Writing became more than a pastime in college. Bognanni has said that a run of creative writing classes made him think seriously about the craft and about the kind of life he wanted. He studied at Macalester College, then went on to the Iowa Writers' Workshop, and somewhere along the way the habit turned into a vocation.
He stuck with it.
His debut novel, The House of Tomorrow, arrived in 2010 and quickly made people pay attention. The book follows Sebastian Prendergast, a sheltered teenager raised in an Iowa geodesic dome by a grandmother devoted to Buckminster Fuller. When Sebastian falls in with Jared Whitcomb, a heart transplant survivor with punk records and a rebellious streak, the story opens into a funny, awkward, warm novel about friendship and self-invention. It won the L.A. Times Book Prize for First Fiction and an Alex Award, and it was later adapted into a feature film.
Bognanni's next books moved toward young adult fiction, but they kept a lot of the same things readers liked in the first novel. Things I'm Seeing Without You is about grief, first love, and the strange ways people keep talking to the dead. This Book Is Not Yet Rated follows Ethan Ashby, a movie-obsessed teenager trying to save a worn-down cinema while sorting through first love and the loss of his father. Both books are funny in the middle of painful situations, which is one of Bognanni's strengths.
He likes outsiders.
A lot of his stories are about young people who feel misplaced, then find each other through art, music, movies, or sheer stubbornness. His characters grieve, panic, mess things up, and keep going. Even when the setup is unusual, a dome house, an alternative funeral business, a failing movie theater, the feelings are recognizably human. That mix of weird premise and emotional directness is a big part of why his books connect.

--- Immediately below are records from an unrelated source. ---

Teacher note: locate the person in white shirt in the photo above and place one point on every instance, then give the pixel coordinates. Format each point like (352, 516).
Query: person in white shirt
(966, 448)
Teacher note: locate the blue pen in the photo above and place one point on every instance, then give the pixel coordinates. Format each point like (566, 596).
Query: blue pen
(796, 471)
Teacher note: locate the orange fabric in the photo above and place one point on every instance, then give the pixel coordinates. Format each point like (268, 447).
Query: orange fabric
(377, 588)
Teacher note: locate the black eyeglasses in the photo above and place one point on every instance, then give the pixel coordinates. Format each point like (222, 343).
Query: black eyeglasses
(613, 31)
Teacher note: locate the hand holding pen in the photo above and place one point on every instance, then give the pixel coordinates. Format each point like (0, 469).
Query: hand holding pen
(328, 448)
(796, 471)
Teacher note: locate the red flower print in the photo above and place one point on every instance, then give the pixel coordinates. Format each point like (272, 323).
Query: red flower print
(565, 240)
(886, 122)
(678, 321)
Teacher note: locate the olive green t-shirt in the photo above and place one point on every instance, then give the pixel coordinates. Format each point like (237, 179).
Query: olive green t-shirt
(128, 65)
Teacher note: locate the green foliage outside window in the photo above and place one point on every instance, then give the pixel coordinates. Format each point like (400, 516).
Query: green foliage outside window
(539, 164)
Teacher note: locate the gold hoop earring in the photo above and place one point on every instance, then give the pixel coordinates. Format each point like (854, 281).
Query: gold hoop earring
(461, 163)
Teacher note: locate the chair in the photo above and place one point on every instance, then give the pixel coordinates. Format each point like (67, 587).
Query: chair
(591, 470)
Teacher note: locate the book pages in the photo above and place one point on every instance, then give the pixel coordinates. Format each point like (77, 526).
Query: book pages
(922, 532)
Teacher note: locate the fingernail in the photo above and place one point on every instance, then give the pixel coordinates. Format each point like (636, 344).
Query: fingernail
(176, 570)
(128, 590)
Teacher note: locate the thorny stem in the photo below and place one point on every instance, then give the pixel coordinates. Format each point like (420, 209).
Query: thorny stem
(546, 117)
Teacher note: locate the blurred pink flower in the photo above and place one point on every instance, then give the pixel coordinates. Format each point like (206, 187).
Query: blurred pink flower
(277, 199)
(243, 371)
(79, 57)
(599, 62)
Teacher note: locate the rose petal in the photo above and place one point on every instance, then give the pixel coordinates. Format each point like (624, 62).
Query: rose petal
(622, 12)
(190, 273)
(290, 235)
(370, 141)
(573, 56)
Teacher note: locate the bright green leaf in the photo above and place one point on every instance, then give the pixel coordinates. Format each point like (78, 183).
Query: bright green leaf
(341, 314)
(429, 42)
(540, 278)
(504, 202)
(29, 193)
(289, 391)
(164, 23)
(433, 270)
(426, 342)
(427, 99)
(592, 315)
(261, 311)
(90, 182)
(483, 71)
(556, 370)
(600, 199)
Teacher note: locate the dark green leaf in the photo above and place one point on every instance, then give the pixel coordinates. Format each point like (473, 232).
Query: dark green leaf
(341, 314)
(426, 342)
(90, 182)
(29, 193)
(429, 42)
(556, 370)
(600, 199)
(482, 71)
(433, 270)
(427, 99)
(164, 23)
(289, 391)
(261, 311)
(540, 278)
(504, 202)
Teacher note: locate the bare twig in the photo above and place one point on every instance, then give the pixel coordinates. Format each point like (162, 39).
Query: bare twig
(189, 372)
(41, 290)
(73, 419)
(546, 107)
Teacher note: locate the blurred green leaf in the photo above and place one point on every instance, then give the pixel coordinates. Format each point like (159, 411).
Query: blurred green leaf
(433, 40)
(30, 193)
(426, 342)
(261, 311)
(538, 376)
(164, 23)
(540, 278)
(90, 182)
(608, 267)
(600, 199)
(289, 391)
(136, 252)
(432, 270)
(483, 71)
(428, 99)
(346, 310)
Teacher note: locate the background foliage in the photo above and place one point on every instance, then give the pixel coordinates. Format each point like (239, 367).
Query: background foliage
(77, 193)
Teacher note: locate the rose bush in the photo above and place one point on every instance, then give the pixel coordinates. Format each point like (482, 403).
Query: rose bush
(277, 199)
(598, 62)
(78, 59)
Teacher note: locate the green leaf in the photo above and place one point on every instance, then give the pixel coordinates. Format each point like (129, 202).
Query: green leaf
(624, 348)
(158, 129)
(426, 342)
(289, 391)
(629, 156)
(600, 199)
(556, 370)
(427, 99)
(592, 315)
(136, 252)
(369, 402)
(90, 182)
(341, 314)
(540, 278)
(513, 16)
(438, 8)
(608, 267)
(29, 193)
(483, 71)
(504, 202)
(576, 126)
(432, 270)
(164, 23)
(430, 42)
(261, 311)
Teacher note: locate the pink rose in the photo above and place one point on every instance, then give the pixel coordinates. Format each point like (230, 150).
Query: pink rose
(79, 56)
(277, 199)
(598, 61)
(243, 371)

That thread continues in How to Lose Yourself Completely, published in 2026. The novel follows Case, an anxious teen reeling from his brother's death who ends up on a wilderness therapy trip that turns into a survival story. It sounds like a sharp turn, but it really isn't. Bognanni is still interested in the same things: grief, friendship, the stories we tell ourselves, and the hard work of finding a way back to other people.
His work hasn't stayed only on the page. The House of Tomorrow became a film, and Things I'm Seeing Without You has been in development for television. He has also written short stories, essays, and humor pieces, and his interest in film shows up off the page too, including screenwriting work and a Film Independent Screenwriting Fellowship. In 2013, he received the Rome Prize, which gave him time in Rome to focus on a new novel.
These days he teaches creative writing at Macalester College in Saint Paul, Minnesota. That feels like a good fit. His books are full of the kinds of questions that good teachers, and good novelists, keep asking: what do we do with grief, what do we love enough to fight for, and how do awkward people find their place in the world?